Jeff Sessions’ Explanation for Why He Can’t Answer Senators’ Questions Is Quite Something

Attorney General Jeff Sessions tried valiantly to avoid using the phrase “executive privilege” at his hearing before the Senate Intelligence Committee on Tuesday. Executive privilege can be invoked by a president to protect private communications between the president and other executive branch officials. Sessions insists that President Trump did not invoke it, yet he refused to answer questions about his conversations with President Trump.

One of the Senators who attempted to pin Sessions down on the legal grounds for his reticence was Democratic Senator Martin Heinrich:


Heinrich: Attorney General Sessions, has the president ever expressed his frustration to you regarding your decision to recuse yourself?

Sessions: Senator Heinrich, I’m not able to share with this committee private communications—

Heinrich: Because you’re invoking executive privilege.

Sessions: I’m not able to invoke executive privilege. That’s the president’s prerrogative.


Heinrich: My understanding is that you took an oath. You raised your right hand here today and you said that you would solemnly swear to tell the truth, the whole truth and nothing but the truth. And now you’re not answering questions. You’re impeding this investigation. So my understanding of the legal standard is that you either answer the question—that’s the best outcome. You say, “This is classified. Can’t answer it here. I’ll answer it in closed session.” That’s bucket number two. Bucket number three is to say, “I’m invoking executive privilege.” There is no appropriateness bucket. It is not a legal standard. Can you tell me what are these long standing DOJ rules that protect conversations made in the executive without invoking executive privilege?

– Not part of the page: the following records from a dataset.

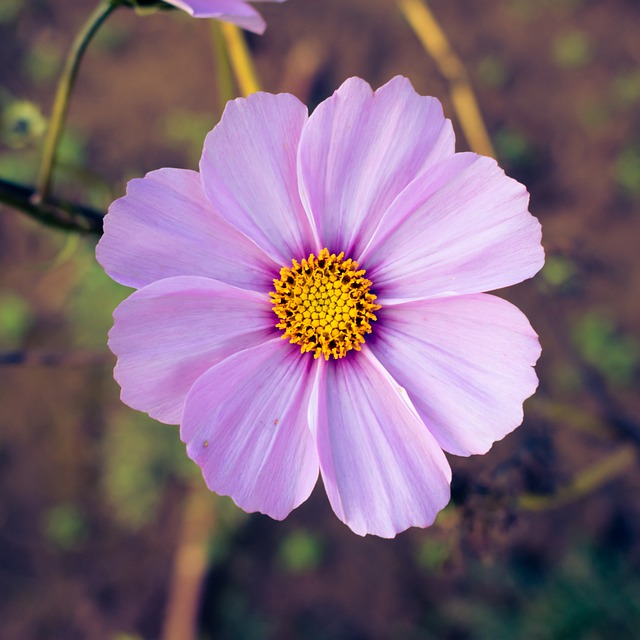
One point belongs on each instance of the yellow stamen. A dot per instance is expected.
(324, 304)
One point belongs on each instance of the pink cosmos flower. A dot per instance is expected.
(237, 11)
(385, 363)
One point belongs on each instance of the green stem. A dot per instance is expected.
(63, 93)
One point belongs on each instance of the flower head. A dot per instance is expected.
(311, 301)
(237, 11)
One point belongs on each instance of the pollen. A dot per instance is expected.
(324, 304)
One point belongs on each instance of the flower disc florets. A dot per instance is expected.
(324, 304)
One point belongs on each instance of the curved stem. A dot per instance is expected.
(63, 93)
(436, 44)
(240, 58)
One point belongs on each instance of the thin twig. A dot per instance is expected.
(240, 58)
(57, 213)
(63, 94)
(436, 44)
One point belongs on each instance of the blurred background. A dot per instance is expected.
(105, 529)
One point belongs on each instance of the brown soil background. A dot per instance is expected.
(85, 552)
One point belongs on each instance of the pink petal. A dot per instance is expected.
(360, 149)
(245, 424)
(235, 11)
(166, 335)
(466, 363)
(462, 228)
(166, 227)
(382, 469)
(249, 173)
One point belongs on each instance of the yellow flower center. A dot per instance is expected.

Sessions: Senator, I’m protecting the president’s constitutional right by not giving it away before he has a chance to review it.

Heinrich: You’re having it both ways.

Sessions: And secondly, I am telling the truth in answering your question in saying it’s a longstanding policy of the Department of Justice —

Heinrich: Are those policies written?

Sessions: — to make sure the president has full opportunity to decide these issues.


Heinrich: Can you share those policies with us? Are they written down at the Department of Justice?

Sessions: I believe they are. Certainly —

Heinrich: This is the appropriate legal standard for not answering congressional inquiries?

Sessions: It’s my judgement that it would be inappropriate for me to answer and reveal private conversations with the president when he has not had a full opportunity to review the questions and to make a decision on whether or not to approve such an answer, one. There are also other privileges that could be invoked.

In this response and a later exchange with Sen. Angus King, Sessions seemed to be saying that while executive privilege hadn’t been invoked, he could refuse to answer questions about his communications with the president because Trump might want to invoke executive privilege. Sessions effectively admitted he was deploying executive privilege in a response to Sen. Joe Manchin, who asked him whether he’d be able to speak more freely in a closed session. “The executive privilege,” Sessions said, “is not waived by going in closed session.”